Can you post a screenshot of a completed JVN spreadsheet for the lift and for the the arm?

And the drivetrain too.

We had a communications issue at Finger Lakes last year that ended up being a bad ethernet port on our driver station laptop. We fixed it temporarily by taping the ethernet cord into place to make sure it couldn’t come out. Not sure if this is your issue, but hopefully this helps!

Something to check would be the power to the rio. We had a similar problem where during matches we would start out connected then during the match loose connection, and regain connection right before the end. We found the problem to be the screws holding the power wires that go into rio had come loose thus making the power to the rio flicker during the match. This would drop power to the radio and force our radio to have to reboot during the match which would take around 30s sec. We fixed this by tightening the connection on the rio and adding a power by ethernet to our radio. This way if the power drops to the rio, the radio will still have power and not have to reboot. Not sure if this the problem you guys are having but might be good to check.

…wat? The radio power has absolutely nothing to do with the RIO power…

Last year we ran into a strange issue where we could lose control of our Drive Train for about 30 seconds at a time, but it only happened at competition. We had problems at every competition, and it seemed to get worse as time went on. We tried everything. We changed code to be more efficient, we reset every board on the robot, we had 3 different CSAs look at the problem. Eventually, as a last guess, a CSA at Gitchi Gummi Off-Season mentioned something about overloaded current draw from one of the motors on the Drive Train, so just as a last-ditch effort, we swapped out the gearboxes on the Drive Train between off-season events.

Here’s the crazy part:
The problem never returned. Our gearing was too intense for the motors and it would result in the breakers popping, causing us to lose controls. May not be your issue, but it’s something to consider.

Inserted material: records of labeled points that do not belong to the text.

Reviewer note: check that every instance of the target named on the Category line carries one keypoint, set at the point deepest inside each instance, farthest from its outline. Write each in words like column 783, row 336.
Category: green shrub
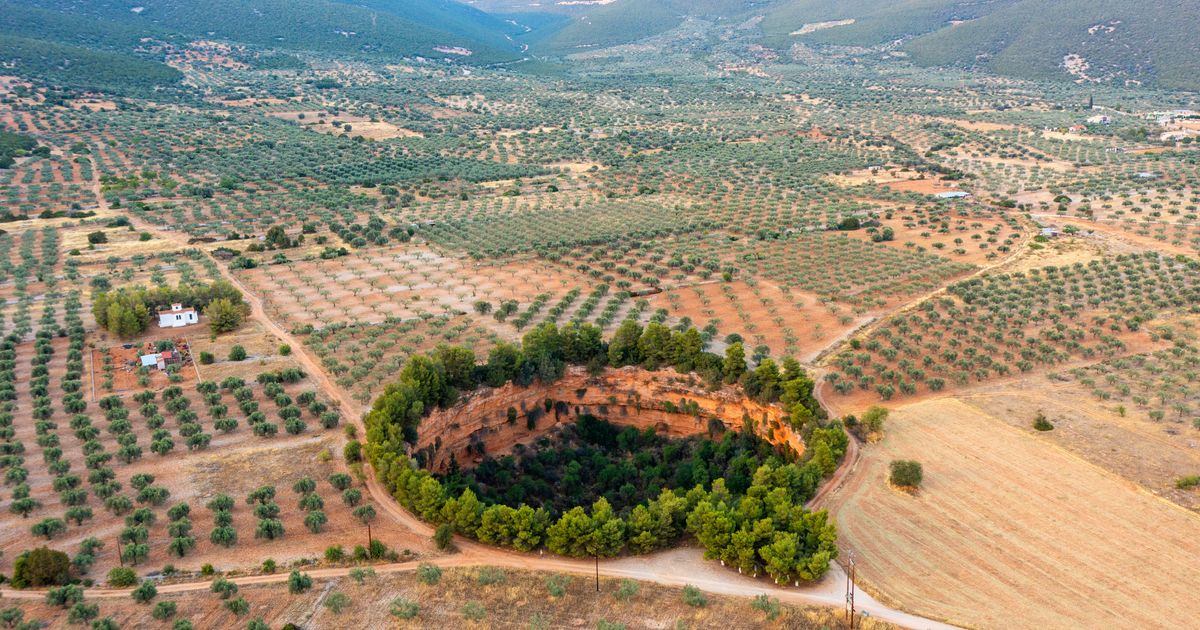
column 1186, row 483
column 163, row 610
column 906, row 473
column 144, row 593
column 337, row 601
column 429, row 574
column 491, row 575
column 766, row 605
column 694, row 598
column 443, row 537
column 627, row 591
column 41, row 567
column 474, row 611
column 121, row 577
column 557, row 585
column 405, row 609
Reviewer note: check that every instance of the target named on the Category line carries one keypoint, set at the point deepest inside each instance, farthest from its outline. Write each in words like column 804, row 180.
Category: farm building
column 161, row 360
column 178, row 317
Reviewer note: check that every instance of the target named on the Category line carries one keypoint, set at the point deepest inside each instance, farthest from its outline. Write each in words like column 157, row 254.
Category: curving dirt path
column 676, row 567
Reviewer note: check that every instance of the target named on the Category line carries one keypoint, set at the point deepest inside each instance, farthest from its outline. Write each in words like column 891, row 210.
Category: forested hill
column 379, row 28
column 1153, row 42
column 1111, row 41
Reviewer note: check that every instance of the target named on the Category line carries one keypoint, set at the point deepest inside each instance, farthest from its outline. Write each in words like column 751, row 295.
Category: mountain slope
column 409, row 28
column 865, row 22
column 629, row 21
column 1151, row 41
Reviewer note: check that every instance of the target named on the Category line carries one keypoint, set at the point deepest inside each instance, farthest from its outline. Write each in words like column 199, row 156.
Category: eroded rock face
column 625, row 397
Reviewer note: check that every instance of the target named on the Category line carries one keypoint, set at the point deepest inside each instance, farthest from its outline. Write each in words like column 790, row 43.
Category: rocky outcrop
column 673, row 405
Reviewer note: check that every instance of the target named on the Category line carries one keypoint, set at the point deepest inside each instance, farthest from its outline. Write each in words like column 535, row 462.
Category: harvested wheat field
column 469, row 598
column 1011, row 531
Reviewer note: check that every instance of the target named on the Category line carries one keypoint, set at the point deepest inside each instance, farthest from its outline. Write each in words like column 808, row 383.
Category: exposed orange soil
column 126, row 364
column 1007, row 528
column 625, row 397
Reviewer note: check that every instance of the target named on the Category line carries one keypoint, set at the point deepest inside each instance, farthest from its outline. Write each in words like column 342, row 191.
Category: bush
column 557, row 585
column 238, row 606
column 223, row 316
column 474, row 611
column 144, row 593
column 627, row 591
column 121, row 577
column 443, row 537
column 337, row 601
column 768, row 606
column 405, row 609
column 163, row 610
column 41, row 567
column 64, row 595
column 873, row 420
column 906, row 473
column 299, row 582
column 429, row 574
column 491, row 575
column 223, row 587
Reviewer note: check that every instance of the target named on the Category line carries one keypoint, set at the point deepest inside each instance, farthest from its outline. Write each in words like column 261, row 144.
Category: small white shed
column 178, row 317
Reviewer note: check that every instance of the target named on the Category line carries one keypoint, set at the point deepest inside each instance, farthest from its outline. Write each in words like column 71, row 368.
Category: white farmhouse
column 178, row 317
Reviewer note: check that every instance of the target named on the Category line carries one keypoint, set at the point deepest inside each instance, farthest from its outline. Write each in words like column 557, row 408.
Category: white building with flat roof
column 178, row 317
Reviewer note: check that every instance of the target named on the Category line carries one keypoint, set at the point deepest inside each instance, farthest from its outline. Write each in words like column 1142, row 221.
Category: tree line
column 763, row 528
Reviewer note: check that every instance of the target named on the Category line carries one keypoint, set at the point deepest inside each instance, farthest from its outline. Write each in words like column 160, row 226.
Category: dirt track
column 1009, row 527
column 673, row 568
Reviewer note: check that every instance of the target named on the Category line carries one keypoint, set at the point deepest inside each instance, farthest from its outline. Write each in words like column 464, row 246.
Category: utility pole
column 850, row 592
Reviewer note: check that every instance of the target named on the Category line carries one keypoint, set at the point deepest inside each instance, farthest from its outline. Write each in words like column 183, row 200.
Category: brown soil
column 627, row 397
column 126, row 364
column 813, row 324
column 521, row 599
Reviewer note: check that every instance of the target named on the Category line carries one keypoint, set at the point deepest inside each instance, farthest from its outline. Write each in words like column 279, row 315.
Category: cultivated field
column 1009, row 526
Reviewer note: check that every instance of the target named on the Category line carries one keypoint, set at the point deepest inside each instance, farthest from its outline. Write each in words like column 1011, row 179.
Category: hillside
column 629, row 21
column 384, row 28
column 72, row 66
column 865, row 22
column 1099, row 40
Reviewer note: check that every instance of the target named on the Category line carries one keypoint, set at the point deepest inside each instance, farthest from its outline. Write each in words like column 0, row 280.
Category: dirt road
column 675, row 568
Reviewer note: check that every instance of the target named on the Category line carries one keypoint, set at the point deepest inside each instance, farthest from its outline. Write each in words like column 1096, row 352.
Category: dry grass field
column 519, row 599
column 1008, row 526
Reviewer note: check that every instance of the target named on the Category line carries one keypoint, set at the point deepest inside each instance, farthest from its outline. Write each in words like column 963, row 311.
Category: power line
column 850, row 591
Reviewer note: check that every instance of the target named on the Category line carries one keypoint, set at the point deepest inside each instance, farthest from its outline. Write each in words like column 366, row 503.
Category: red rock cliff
column 627, row 397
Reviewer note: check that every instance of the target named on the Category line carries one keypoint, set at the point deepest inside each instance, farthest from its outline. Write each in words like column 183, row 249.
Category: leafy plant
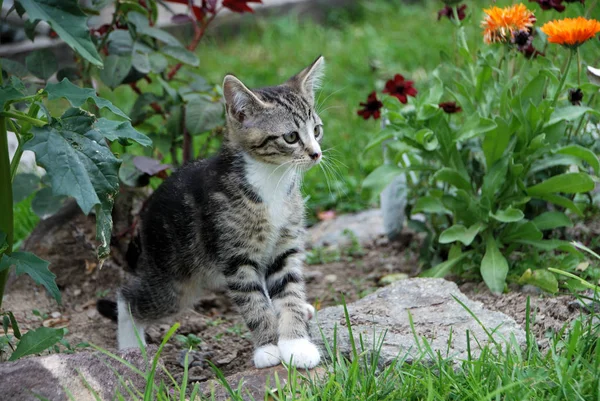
column 500, row 166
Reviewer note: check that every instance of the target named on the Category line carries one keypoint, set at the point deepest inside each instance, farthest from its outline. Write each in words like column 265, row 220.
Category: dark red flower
column 575, row 96
column 447, row 12
column 450, row 107
column 239, row 6
column 371, row 108
column 531, row 52
column 399, row 88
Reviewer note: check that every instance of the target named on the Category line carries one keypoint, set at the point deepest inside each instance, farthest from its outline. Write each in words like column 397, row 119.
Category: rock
column 256, row 382
column 434, row 312
column 367, row 226
column 47, row 377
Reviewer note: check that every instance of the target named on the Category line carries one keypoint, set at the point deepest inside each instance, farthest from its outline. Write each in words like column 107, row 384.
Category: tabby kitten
column 236, row 220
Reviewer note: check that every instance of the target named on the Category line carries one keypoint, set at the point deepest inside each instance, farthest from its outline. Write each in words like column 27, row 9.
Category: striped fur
column 236, row 221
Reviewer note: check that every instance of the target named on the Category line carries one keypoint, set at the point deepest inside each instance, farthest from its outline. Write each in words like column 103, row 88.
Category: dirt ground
column 225, row 340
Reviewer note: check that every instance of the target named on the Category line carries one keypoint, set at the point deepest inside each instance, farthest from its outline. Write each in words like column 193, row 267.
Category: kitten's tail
column 107, row 308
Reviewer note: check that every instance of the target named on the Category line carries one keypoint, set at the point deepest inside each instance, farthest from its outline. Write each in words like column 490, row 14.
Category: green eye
column 291, row 137
column 318, row 130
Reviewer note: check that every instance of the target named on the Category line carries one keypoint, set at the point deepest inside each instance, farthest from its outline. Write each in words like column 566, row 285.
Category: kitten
column 235, row 220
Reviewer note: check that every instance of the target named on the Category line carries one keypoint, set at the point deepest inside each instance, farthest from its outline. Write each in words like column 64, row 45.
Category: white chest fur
column 272, row 183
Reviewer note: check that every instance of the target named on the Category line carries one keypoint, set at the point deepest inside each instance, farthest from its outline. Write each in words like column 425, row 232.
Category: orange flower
column 501, row 24
column 571, row 32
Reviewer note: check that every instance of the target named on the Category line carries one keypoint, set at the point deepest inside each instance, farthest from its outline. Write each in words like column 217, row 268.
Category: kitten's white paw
column 300, row 351
column 267, row 355
column 310, row 311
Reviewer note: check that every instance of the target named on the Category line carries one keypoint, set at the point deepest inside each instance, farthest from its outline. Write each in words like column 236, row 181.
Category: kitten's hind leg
column 286, row 289
column 247, row 291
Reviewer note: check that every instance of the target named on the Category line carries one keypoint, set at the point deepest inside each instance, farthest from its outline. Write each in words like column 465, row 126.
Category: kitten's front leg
column 286, row 289
column 247, row 291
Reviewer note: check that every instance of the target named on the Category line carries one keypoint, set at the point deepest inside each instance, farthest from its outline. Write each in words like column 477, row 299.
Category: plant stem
column 563, row 79
column 24, row 117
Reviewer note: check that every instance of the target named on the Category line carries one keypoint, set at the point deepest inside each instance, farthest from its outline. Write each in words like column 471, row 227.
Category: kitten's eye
column 318, row 130
column 291, row 137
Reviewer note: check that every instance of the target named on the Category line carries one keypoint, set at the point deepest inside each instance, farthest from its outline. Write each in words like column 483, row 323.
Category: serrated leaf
column 181, row 54
column 37, row 341
column 13, row 67
column 202, row 115
column 460, row 233
column 582, row 153
column 569, row 183
column 508, row 215
column 429, row 204
column 113, row 130
column 68, row 21
column 552, row 220
column 34, row 267
column 78, row 96
column 494, row 267
column 116, row 68
column 42, row 63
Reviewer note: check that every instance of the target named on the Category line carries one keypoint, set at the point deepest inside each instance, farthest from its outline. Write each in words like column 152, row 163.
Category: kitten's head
column 278, row 124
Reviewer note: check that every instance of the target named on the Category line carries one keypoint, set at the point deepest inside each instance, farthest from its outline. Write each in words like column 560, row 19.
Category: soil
column 67, row 241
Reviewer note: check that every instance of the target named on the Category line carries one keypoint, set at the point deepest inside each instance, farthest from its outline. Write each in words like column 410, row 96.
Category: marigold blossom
column 571, row 32
column 372, row 108
column 400, row 88
column 501, row 24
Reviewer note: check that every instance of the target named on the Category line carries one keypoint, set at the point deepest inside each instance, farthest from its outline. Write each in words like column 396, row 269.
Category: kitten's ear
column 309, row 79
column 240, row 101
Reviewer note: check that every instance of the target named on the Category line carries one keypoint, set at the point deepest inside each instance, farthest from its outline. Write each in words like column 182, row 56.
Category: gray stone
column 50, row 377
column 367, row 226
column 435, row 314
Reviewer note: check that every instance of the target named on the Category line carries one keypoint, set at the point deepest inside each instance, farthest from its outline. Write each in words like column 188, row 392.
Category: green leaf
column 508, row 215
column 496, row 141
column 202, row 115
column 541, row 278
column 569, row 113
column 24, row 184
column 381, row 177
column 116, row 68
column 46, row 204
column 475, row 126
column 494, row 267
column 582, row 153
column 458, row 232
column 552, row 220
column 78, row 96
column 562, row 201
column 113, row 130
column 569, row 183
column 68, row 21
column 521, row 230
column 80, row 164
column 452, row 177
column 429, row 204
column 13, row 67
column 181, row 54
column 442, row 269
column 494, row 178
column 42, row 63
column 34, row 267
column 37, row 341
column 550, row 245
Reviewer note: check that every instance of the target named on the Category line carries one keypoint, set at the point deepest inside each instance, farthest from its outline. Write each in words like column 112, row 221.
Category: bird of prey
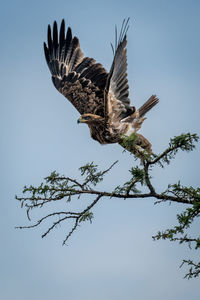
column 101, row 98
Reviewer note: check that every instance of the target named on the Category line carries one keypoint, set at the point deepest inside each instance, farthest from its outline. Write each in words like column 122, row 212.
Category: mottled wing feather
column 80, row 79
column 117, row 103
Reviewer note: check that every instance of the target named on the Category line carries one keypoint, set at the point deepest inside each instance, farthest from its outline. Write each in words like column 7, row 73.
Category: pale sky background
column 115, row 257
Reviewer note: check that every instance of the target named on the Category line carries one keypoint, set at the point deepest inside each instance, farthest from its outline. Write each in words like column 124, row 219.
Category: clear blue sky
column 115, row 257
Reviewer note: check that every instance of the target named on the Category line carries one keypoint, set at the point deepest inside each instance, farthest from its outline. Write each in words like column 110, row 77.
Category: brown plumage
column 101, row 98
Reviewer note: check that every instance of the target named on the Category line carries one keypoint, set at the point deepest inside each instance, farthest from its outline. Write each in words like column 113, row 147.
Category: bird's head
column 90, row 119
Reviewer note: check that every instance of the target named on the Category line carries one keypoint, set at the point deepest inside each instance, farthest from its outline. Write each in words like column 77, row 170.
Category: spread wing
column 80, row 79
column 117, row 103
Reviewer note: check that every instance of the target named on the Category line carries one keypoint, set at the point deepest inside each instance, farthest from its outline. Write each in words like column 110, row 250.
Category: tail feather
column 151, row 102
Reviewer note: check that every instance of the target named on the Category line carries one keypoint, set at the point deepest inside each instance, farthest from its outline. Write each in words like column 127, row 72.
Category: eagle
column 101, row 97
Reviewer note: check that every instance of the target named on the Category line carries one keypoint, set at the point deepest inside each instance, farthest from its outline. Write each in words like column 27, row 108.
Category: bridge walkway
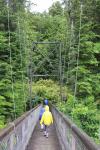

Maxcr1, I’ve also been thinking it could be a strain problem. We have one motor (775-pro, 70:1 gear) that operates the lift. I checked with my mentor about putting a stronger gear ratio on it, but he said something about it wouldn’t be good with all the forces being applied.

Another question- what actually records brownouts? Is it the PDP that tells the rio that it has browned out, or does the PDP send the voltage reading to the rio for the rio to interpret?

The RIO reads the voltage rating, when it drops below 7V the rio goes in to brownout protection mode and commands all attached motor controllers to cut all power, this is done to prevent the rio from losing power and rebooting.

The rio also sends the brownout indication in its bundle of other data from the PDP to the driver station.

In a brownout, is the radio supposed to lose power?